Our teens are experiencing those same extreme changes in hormones, emotions, and thought processes every day at school, sports, clubs … with other teens experiencing the same extremes.
Your teen is in this stage if:
– They seem to be arguing just for the sake of arguing
– Jumping to conclusions is the new norm
– The universe revolves around them
– You are always at fault – and you weren’t even there!
– Drama to the nth degree!
The biggest thing to remember when you are frustrated with how your son or daughter is behaving is that these behaviors are a completely normal and healthy part of their development (although they may trigger your need for a glass of wine at the end of the day).
Friends are an even bigger part of their lives at this stage. But while friends have a big influence on our teen’s day-to-day identity choices (like clothing or music), research has shown that having family members that teens feel connected to is even more important during the teen years than at any other time. A family that a teen feels connected to has a powerful effect on that teen’s basic values and decisions.
How you can help: Don’t disconnect with your teen during these years. This is a critical time to make sure you stay connected! Keep talking … eat family dinners together … plan outings for just you and your teen, for example, an offer of shopping is hard for many teens to resist … or binge-watch a show together that they get to pick.
Stage Three: Young Adults (18-21yrs)
Finally, your teen is starting to acknowledge you again, and you can see they are becoming good human beings (that was a worry for a few years)!
Your young adult is in this stage if:
– Physical growth has leveled off
– Your point of view is now being considered (hallelujah!)

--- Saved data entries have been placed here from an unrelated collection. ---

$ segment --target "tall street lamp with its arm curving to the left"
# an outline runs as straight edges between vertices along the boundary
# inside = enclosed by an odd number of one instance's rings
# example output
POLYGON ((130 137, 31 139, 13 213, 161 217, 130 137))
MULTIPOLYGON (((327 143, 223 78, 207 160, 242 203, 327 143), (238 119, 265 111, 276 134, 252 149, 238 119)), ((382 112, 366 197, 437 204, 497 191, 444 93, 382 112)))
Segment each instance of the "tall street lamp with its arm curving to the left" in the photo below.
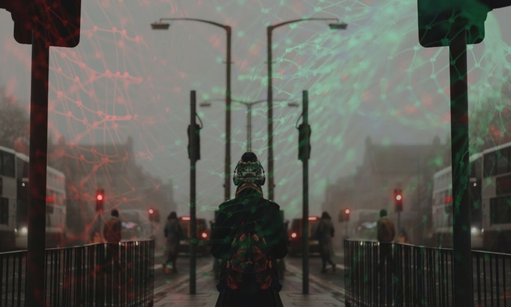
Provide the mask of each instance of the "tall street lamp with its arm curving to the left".
POLYGON ((168 30, 170 27, 169 23, 163 21, 174 21, 174 20, 190 20, 197 21, 199 23, 209 24, 216 27, 220 27, 225 30, 227 35, 227 51, 226 51, 226 74, 225 74, 225 175, 224 175, 224 199, 228 201, 230 199, 230 64, 231 64, 231 27, 216 23, 215 21, 197 19, 197 18, 160 18, 159 21, 151 24, 153 30, 168 30))

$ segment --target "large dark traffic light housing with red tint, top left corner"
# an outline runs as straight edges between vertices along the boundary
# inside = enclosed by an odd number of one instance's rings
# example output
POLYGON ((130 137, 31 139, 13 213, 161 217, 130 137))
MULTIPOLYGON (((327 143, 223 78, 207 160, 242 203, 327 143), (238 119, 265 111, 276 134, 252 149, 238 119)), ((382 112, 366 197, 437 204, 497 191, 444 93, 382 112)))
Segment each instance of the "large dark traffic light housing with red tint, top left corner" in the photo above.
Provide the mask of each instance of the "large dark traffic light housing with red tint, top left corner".
POLYGON ((76 47, 80 41, 81 0, 0 0, 0 8, 11 12, 19 43, 30 45, 32 31, 49 46, 76 47))

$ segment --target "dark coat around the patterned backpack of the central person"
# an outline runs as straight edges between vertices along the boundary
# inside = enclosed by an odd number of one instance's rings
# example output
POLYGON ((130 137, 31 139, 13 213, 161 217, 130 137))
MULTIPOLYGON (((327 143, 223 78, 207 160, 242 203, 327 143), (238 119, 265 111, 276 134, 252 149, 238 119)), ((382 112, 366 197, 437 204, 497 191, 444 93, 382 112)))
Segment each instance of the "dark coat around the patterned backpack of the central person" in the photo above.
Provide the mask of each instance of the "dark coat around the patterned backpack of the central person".
MULTIPOLYGON (((270 250, 270 257, 275 263, 276 259, 287 254, 287 234, 283 230, 283 221, 280 208, 277 204, 262 198, 261 194, 253 189, 241 191, 234 200, 220 205, 215 227, 211 236, 211 254, 218 259, 229 257, 232 238, 236 234, 237 226, 243 221, 255 221, 261 226, 266 243, 270 250)), ((250 297, 258 298, 247 301, 247 295, 241 295, 236 290, 230 290, 226 283, 226 268, 222 265, 220 280, 217 289, 220 291, 216 306, 282 306, 278 291, 282 288, 278 281, 276 266, 273 266, 273 282, 270 290, 260 291, 250 297)))

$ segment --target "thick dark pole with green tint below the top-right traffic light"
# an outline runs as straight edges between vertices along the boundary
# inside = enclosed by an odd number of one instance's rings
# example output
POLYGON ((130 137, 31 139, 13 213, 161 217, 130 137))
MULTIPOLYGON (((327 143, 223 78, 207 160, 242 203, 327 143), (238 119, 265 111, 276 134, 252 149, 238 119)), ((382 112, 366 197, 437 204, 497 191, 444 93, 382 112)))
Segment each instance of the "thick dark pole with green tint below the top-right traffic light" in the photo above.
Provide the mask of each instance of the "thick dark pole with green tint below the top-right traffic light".
POLYGON ((462 30, 449 46, 451 81, 451 157, 453 192, 454 306, 473 306, 469 208, 469 117, 467 34, 462 30))

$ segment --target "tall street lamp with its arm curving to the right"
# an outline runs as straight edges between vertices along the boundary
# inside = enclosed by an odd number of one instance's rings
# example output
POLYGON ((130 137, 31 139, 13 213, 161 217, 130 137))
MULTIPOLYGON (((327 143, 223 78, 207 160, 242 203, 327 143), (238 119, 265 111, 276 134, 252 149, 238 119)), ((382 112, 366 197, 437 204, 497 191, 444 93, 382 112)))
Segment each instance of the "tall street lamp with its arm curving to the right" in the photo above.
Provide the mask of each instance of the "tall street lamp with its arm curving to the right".
POLYGON ((344 30, 347 28, 347 24, 339 23, 338 18, 301 18, 284 21, 283 23, 271 25, 267 27, 267 39, 268 39, 268 199, 274 200, 274 171, 273 171, 273 88, 272 88, 272 71, 271 71, 271 33, 274 29, 289 24, 301 23, 302 21, 335 21, 335 23, 329 24, 331 30, 344 30))

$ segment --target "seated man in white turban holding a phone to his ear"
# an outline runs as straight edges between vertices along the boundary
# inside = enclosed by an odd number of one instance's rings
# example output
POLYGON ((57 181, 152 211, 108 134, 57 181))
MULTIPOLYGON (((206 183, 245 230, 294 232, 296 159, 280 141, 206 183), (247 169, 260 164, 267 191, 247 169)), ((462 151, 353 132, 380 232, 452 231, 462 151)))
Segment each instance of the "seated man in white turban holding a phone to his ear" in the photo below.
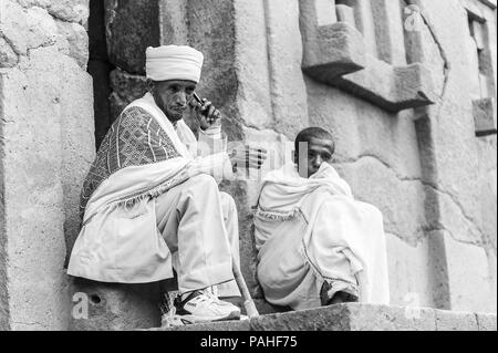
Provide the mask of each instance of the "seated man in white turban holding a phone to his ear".
POLYGON ((214 150, 224 146, 220 114, 207 100, 193 100, 203 61, 189 46, 147 48, 149 92, 122 112, 98 149, 68 268, 74 277, 120 283, 159 281, 176 270, 176 312, 190 323, 240 316, 216 295, 240 295, 232 276, 237 210, 216 179, 230 178, 241 160, 258 168, 264 158, 257 149, 214 150), (183 121, 189 107, 203 144, 183 121))

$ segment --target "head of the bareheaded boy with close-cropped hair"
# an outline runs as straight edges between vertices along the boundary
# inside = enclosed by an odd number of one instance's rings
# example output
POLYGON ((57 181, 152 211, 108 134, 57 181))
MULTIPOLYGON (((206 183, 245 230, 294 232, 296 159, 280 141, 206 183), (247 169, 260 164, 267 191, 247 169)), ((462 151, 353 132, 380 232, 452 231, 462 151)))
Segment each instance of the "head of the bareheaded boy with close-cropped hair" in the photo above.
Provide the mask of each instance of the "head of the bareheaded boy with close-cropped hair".
POLYGON ((332 163, 335 144, 332 134, 321 127, 309 127, 298 134, 294 141, 294 163, 299 175, 309 178, 322 163, 332 163))

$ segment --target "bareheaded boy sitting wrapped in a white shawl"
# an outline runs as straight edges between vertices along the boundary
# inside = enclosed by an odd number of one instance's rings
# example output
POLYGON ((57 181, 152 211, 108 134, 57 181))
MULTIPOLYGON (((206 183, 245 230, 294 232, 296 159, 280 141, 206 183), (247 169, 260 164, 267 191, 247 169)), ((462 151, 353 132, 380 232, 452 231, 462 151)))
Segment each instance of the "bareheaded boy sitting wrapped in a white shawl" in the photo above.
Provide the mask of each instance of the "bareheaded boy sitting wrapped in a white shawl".
POLYGON ((330 133, 307 128, 294 147, 294 164, 263 179, 255 215, 257 274, 266 299, 294 310, 387 304, 381 212, 354 200, 332 167, 330 133))

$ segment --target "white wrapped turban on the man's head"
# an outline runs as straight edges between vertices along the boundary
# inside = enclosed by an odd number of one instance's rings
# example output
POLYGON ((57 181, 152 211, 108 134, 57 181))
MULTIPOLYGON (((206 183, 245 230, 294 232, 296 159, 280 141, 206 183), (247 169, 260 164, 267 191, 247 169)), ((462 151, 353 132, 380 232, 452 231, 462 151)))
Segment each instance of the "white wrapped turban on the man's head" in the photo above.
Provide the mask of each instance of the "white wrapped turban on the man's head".
POLYGON ((145 71, 153 81, 188 80, 199 82, 204 55, 186 45, 148 46, 145 71))

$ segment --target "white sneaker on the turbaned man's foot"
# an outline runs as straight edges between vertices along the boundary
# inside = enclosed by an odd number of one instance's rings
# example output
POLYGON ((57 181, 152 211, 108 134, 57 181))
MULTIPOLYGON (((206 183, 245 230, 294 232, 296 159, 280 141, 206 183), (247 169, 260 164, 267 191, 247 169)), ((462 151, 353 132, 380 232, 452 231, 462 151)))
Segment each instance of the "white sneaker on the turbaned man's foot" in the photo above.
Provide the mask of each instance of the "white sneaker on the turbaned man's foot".
POLYGON ((176 315, 187 324, 240 319, 238 307, 219 300, 209 290, 194 291, 184 301, 178 295, 175 308, 176 315))

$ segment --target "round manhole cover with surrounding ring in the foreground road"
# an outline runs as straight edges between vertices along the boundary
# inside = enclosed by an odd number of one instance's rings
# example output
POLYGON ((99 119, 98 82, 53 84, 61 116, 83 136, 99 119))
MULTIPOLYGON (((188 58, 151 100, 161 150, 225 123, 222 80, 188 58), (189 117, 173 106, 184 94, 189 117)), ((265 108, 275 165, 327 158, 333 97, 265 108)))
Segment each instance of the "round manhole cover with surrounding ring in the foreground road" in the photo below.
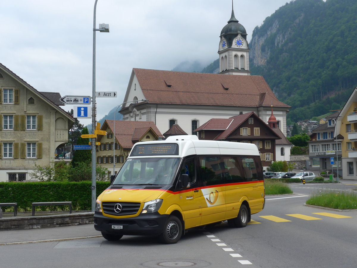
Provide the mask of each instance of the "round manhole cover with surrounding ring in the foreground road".
POLYGON ((168 260, 151 260, 150 262, 144 262, 141 264, 144 267, 150 268, 163 268, 163 267, 190 267, 190 268, 202 268, 211 265, 204 260, 191 260, 191 259, 168 259, 168 260))

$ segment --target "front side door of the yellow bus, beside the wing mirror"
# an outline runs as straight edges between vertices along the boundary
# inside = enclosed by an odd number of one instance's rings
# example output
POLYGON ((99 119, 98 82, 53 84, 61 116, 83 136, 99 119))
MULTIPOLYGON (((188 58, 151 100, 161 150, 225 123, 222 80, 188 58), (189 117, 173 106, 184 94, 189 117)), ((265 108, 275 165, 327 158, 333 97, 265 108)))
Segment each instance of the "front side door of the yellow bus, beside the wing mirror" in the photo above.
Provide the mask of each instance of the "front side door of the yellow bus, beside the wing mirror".
POLYGON ((185 218, 185 228, 191 228, 200 225, 201 221, 201 191, 198 188, 199 182, 197 179, 197 167, 195 158, 187 158, 182 162, 180 168, 181 174, 187 174, 190 182, 190 187, 181 189, 178 192, 178 204, 182 208, 185 218))

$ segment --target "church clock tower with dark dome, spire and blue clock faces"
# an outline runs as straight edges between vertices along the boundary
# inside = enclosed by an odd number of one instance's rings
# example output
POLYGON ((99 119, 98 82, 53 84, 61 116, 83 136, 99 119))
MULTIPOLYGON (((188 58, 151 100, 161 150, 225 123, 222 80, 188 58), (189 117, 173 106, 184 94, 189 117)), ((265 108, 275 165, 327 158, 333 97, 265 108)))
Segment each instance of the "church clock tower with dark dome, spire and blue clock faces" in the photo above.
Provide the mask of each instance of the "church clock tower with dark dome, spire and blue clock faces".
POLYGON ((250 75, 247 31, 234 16, 233 0, 231 18, 223 27, 220 38, 220 74, 250 75))

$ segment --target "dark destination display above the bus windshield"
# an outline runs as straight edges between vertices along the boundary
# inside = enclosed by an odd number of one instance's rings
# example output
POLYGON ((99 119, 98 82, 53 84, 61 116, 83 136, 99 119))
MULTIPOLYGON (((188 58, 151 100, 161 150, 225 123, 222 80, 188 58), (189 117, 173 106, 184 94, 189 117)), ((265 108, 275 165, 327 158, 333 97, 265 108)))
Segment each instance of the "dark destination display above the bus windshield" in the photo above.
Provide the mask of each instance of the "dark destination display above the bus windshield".
POLYGON ((130 156, 178 155, 178 144, 141 144, 135 146, 130 156))

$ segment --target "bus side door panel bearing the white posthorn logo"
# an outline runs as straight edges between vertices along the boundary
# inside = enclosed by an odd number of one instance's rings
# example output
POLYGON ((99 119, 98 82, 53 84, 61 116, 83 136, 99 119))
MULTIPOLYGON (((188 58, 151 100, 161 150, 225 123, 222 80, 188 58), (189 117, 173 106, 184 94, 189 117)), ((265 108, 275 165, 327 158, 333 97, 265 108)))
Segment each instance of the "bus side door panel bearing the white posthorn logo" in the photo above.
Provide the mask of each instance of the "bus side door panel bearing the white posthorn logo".
POLYGON ((218 222, 225 218, 225 177, 228 170, 223 157, 200 157, 202 177, 201 225, 218 222))

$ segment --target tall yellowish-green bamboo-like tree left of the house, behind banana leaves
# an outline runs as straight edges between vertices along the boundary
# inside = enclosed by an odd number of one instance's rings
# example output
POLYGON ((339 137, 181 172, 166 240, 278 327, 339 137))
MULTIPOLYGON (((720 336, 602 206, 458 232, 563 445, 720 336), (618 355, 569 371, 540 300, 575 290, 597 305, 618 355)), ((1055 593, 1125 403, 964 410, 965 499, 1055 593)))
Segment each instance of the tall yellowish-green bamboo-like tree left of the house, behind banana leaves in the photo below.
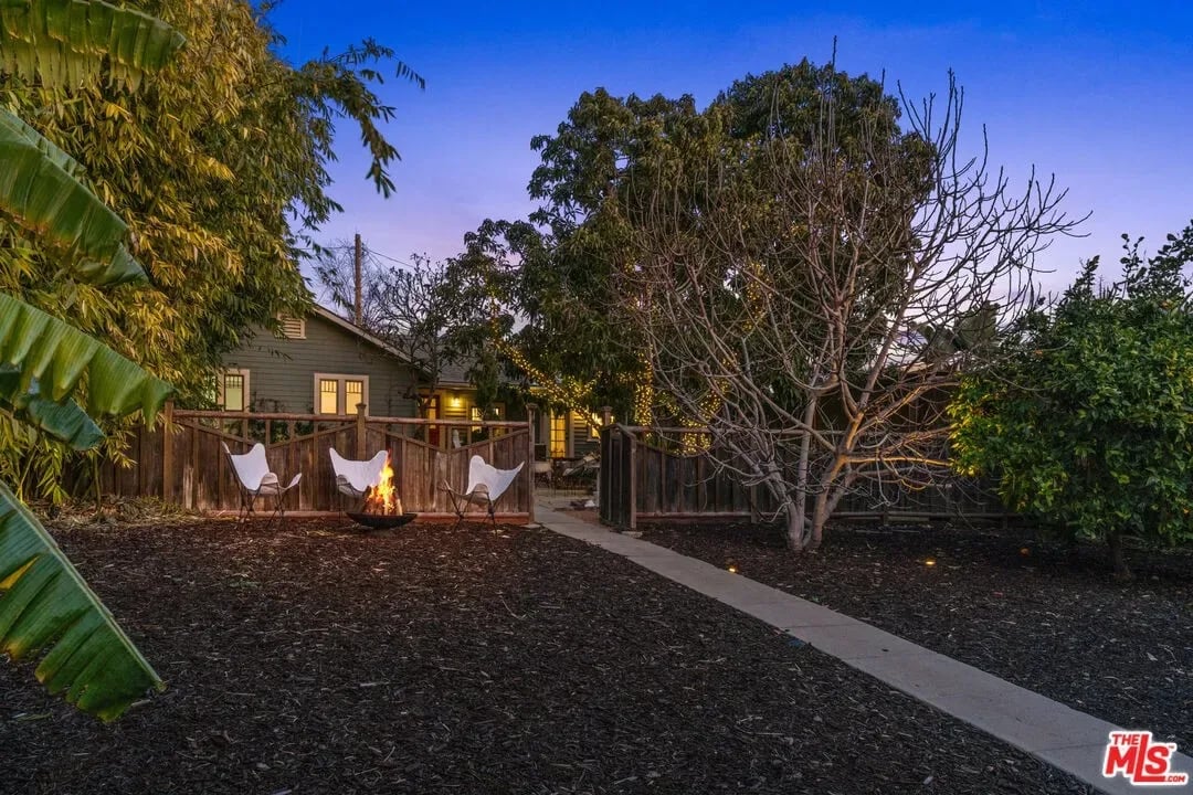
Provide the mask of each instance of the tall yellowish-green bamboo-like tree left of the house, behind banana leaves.
MULTIPOLYGON (((360 130, 367 176, 391 190, 398 154, 381 128, 395 110, 372 87, 394 54, 365 41, 292 66, 245 0, 138 5, 190 42, 141 91, 89 81, 63 101, 60 87, 10 70, 0 75, 0 97, 72 153, 93 192, 128 222, 129 254, 149 282, 80 282, 50 251, 27 244, 19 225, 0 221, 0 290, 69 319, 196 405, 210 399, 222 355, 251 328, 305 311, 296 262, 339 210, 327 173, 338 124, 360 130)), ((422 85, 400 62, 394 72, 422 85)), ((73 456, 19 433, 2 441, 0 472, 39 496, 63 496, 62 464, 73 456)), ((122 435, 110 433, 104 453, 119 460, 120 448, 122 435)))

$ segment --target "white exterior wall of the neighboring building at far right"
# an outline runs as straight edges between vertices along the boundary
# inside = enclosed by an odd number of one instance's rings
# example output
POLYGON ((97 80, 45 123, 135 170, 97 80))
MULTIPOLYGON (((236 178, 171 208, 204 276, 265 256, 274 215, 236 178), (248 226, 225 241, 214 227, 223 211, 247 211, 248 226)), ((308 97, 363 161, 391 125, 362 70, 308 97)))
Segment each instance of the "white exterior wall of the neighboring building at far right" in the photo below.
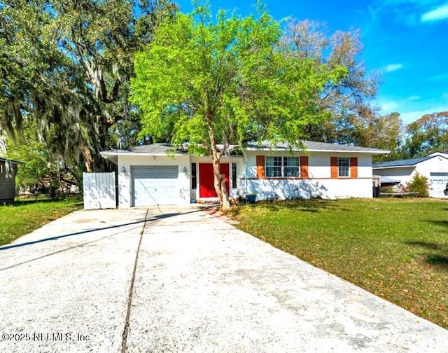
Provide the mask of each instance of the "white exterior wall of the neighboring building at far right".
MULTIPOLYGON (((407 185, 411 181, 415 174, 418 172, 423 177, 431 179, 431 173, 448 173, 448 159, 444 158, 444 153, 437 153, 435 158, 430 158, 420 162, 412 167, 390 167, 390 168, 375 168, 374 174, 384 175, 390 177, 391 179, 400 180, 401 184, 407 185)), ((447 178, 441 177, 441 180, 446 180, 447 178)), ((429 195, 432 198, 444 198, 442 191, 445 185, 443 184, 430 184, 429 195)))

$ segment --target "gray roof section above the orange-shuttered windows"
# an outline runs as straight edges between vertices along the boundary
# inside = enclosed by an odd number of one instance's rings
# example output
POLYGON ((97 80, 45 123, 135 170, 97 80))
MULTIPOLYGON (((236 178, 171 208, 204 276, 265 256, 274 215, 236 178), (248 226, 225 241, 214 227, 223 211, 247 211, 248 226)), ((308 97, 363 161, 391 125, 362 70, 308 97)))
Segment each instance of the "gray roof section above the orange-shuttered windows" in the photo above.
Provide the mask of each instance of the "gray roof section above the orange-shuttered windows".
MULTIPOLYGON (((385 154, 390 151, 381 150, 378 148, 367 148, 367 147, 358 147, 358 146, 349 146, 342 144, 327 144, 325 142, 316 142, 316 141, 302 141, 304 145, 305 151, 310 152, 358 152, 358 153, 371 153, 371 154, 385 154)), ((262 141, 260 144, 258 142, 249 142, 247 144, 248 150, 257 150, 257 149, 271 149, 271 150, 289 150, 290 144, 287 143, 279 143, 272 144, 270 141, 262 141)), ((291 148, 293 151, 302 151, 302 148, 293 147, 291 148)))

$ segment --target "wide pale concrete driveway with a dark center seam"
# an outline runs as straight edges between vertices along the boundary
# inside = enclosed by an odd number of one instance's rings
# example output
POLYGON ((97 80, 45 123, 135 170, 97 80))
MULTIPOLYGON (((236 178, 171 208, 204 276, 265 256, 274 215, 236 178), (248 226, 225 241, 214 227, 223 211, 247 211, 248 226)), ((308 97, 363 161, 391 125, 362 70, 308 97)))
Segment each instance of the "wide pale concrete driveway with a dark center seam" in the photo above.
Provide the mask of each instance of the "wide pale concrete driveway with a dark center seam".
POLYGON ((447 352, 448 331, 198 209, 80 211, 0 247, 0 352, 447 352))

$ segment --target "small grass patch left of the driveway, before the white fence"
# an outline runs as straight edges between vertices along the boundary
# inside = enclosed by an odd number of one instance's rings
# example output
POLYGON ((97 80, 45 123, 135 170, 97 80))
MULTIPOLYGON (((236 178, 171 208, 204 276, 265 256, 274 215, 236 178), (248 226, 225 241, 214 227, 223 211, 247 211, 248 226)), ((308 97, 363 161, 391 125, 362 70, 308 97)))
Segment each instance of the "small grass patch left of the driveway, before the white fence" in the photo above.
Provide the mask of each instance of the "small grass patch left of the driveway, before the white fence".
POLYGON ((0 206, 0 245, 32 232, 45 223, 82 209, 81 198, 65 200, 20 200, 0 206))

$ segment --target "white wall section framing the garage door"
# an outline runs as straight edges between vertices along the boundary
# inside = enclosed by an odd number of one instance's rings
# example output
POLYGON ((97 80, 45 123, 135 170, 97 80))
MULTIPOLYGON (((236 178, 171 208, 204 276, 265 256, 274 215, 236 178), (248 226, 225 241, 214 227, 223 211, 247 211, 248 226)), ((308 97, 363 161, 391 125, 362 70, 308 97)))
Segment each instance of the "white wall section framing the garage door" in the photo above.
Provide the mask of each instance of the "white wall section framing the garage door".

– Social issues are important
– Independence is a priority
At this stage you are moving from their manager to their advisor, you feel relieved they are becoming successful young adults and sad at the same time that they are leaving the nest. You may be introduced to a more significant romantic partner in this stage (I know, scary!) and need to navigate your feelings towards that person — positive and negative. They are becoming more and more independent, unfortunately not yet fully independent of your wallet.
Here’s how you can help: Be sure to remind your young adult of the important role they still play in your family and offer new ways they can be included and continue to contribute. As a parent, it may be difficult to relinquish control and become the person they come to for a consultation. This final stage is a growth stage for both you and your young adult. Your relationship is evolving and you are creating strong ties that will last well into adulthood.